Introduction

Stream processing and real-time analytics have become some of the most important topics in Big Data. Noticeably, the industry tends to develop more robust, powerful and intelligent stream processing applications. Fraud detection for instant payments, scoring of consumers on websites and shops, claims analysis and cost estimates, image processing for surveillance, food, and agriculture, etc. are only a few potential applications of real-time stream processing and analytics.

The recent introduction of stateful stream processing [9,14,16] has enabled the development of a new kind of real-time applications. Indeed, hot and cold data have been combined into a single real-time data flow using the concept of Stream Tables [15, 16]. The concept of duality between Streams and Tables is not recent. It was first introduced in 2003 as a “Relation to Stream” transformation, called STREAM [20]. However, it is only with the emergence of state management [14] that Stream Tables can now be used in real-time and in a completely distributed manner.

Furthermore, stateful stream processing has been applied in data management using Stream & Complex Event Processing (CEP) or Composite Event Recognition (CER) [20]. New architecture patterns were proposed to resolve data pipelines and data management within the enterprise. For instance, the authors in [11,12] proposed new designs for the Extract, Transform and Load (ETL) steps based on stream processing.
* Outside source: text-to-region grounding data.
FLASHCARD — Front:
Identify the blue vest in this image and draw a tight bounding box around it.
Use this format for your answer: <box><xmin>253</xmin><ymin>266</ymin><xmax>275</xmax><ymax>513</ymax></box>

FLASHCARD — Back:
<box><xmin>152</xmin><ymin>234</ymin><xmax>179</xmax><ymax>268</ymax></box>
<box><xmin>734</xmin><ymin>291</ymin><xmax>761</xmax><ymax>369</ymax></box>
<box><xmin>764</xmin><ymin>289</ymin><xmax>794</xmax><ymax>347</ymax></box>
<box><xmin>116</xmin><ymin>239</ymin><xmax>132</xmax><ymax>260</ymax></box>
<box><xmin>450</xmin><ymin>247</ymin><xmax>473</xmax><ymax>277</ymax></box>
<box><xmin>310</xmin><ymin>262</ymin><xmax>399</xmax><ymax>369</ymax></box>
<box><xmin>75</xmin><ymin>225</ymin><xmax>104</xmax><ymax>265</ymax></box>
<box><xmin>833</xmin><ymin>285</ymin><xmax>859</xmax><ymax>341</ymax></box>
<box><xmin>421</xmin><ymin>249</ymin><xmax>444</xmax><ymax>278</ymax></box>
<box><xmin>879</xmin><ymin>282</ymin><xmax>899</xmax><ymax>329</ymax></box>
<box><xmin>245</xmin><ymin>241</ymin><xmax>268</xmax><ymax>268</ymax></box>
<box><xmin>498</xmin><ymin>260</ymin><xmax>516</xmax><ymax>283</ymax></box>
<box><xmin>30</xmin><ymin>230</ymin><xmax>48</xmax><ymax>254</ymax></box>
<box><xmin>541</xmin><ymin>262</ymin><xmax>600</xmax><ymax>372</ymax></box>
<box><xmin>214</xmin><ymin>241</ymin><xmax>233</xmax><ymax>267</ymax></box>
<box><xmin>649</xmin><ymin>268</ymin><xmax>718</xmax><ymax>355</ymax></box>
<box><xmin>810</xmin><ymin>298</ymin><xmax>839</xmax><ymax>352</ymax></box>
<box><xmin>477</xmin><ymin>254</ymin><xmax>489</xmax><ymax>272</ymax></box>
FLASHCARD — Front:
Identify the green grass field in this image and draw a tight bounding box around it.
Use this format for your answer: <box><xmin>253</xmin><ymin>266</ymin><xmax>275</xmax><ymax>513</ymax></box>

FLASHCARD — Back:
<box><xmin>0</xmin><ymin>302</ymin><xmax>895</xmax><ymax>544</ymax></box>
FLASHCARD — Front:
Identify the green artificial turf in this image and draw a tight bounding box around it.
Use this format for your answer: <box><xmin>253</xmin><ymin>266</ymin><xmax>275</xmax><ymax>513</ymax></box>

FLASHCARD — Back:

Thus, by breaking down silos between Enterprise Data Warehouses (EDW) and Big Data lakes [13], doors have been opened to completely redesign the way data are transported, stored and used within the Big Data environment. More recently, Friedman et al. described in [21] how a Data Hub can be implemented to store and distribute data within an enterprise context.

In the past few years, researchers and practitioners in the area of data stream management and CEP/CER [1, 2, 3, 4, 5] have developed systems to process unbounded streams of data and quickly detect situations of interest. Nowadays, big data technologies provide a new ecosystem to foster research in this area [6]. Highly scalable distributed stream processors, the convergence of batch and stream engines, and the emergence of state management & stateful stream processing (such as Apache Spark [9], Apache Flink [10], Kafka Stream [18, 19], Google dataflow [17], Microsoft Trill [26]) opened up new opportunities for highly scalable and distributed real-time analytics. Going further, these technologies also provide solid-foundation algorithms complementary to the CEP/CER in the use cases required by the industry. As a result, with the stateful nature of stream processors [14], stream SQL statements [27] can be applied directly in the streaming engine and dynamic tables can be created [12, 15, 18].

Besides, formalisms for reasoning on durative events have appeared in the past and they were introduced for improving CER [22, 23, 24]. This led to the introduction of Stream Reasoning for improving Stream Mining tasks, autonomous cars or drones and many other use cases. For the present workshop, and following the discussion above, submissions studying scalable online learning, incremental learning on stream processing infrastructures, Complex event processing and Composite event recognition are welcomed. We also encourage submissions on data stream management, data architecture using stream processing and the Internet of Things (IoT) data streaming. Additionally, we appreciate submissions studying the usage of stream processing in new innovative architectures.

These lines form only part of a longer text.